The memory 12 may be used to store the computer program and/or module, and the processor 13 may implement various functions of the electronic device 1 by running or executing the computer program and/or module stored in the memory 12 and invoking data stored in the memory 12. The memory 12 may mainly include a storage program area and a storage data area, wherein the storage program area may store an operating system, an application program (such as a sound playing function, an image playing function, etc.) required for at least one function, and the like; the storage data area may store data (such as audio data, phonebook, etc.) created according to the use of the handset, etc. In addition, the memory 12 may include high-speed random access memory, and may also include non-volatile memory, such as a hard disk, memory, plug-in hard disk, smart Media Card (SMC), secure Digital (SD) Card, flash Card (Flash Card), at least one disk storage device, flash memory device, or other volatile solid-state storage device.
The memory 12 may be an external memory and/or an internal memory of the electronic device 1. Further, the Memory 12 may be a circuit having a Memory function, such as a RAM (Random-Access Memory), a FIFO (First In First Out), etc., which is not in a physical form in the integrated circuit.
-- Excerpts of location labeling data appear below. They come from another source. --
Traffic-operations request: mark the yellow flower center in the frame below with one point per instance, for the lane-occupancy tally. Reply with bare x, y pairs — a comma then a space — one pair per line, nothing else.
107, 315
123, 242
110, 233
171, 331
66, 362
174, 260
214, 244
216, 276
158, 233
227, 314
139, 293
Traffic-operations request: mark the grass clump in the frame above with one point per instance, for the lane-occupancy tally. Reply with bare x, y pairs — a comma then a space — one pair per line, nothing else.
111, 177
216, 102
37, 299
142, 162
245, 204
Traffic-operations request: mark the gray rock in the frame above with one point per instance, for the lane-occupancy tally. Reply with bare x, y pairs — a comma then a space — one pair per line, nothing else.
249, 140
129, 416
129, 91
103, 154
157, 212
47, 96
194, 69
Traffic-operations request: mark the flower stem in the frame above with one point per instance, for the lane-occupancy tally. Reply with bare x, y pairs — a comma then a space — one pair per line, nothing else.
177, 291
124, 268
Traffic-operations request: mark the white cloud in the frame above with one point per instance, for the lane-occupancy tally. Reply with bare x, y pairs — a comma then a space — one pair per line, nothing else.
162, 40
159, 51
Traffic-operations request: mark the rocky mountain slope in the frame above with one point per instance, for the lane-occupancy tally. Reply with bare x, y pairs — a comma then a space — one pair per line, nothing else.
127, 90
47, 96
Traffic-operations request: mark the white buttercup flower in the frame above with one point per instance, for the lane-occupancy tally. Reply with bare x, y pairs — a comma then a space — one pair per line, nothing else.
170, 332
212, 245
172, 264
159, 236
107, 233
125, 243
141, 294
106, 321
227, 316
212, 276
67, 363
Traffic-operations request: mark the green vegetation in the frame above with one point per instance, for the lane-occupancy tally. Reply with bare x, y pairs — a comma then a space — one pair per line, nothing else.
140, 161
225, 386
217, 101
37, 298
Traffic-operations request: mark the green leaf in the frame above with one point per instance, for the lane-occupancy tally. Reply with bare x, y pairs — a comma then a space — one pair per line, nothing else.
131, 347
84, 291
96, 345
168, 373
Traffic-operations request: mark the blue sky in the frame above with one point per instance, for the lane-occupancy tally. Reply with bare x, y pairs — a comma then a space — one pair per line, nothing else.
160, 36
Alternatively, the memory 12 may be a physical memory, such as a memory bank, a TF Card (Trans-flash Card), or the like.
The integrated modules/units of the electronic device 1 may be stored in a computer readable storage medium if implemented in the form of software functional units and sold or used as separate products. Based on such understanding, the present invention may implement all or part of the flow of the method of the above embodiment, or may be implemented by a computer program to instruct related hardware, where the computer program may be stored in a computer readable storage medium, and when the computer program is executed by a processor, the computer program may implement the steps of each of the method embodiments described above.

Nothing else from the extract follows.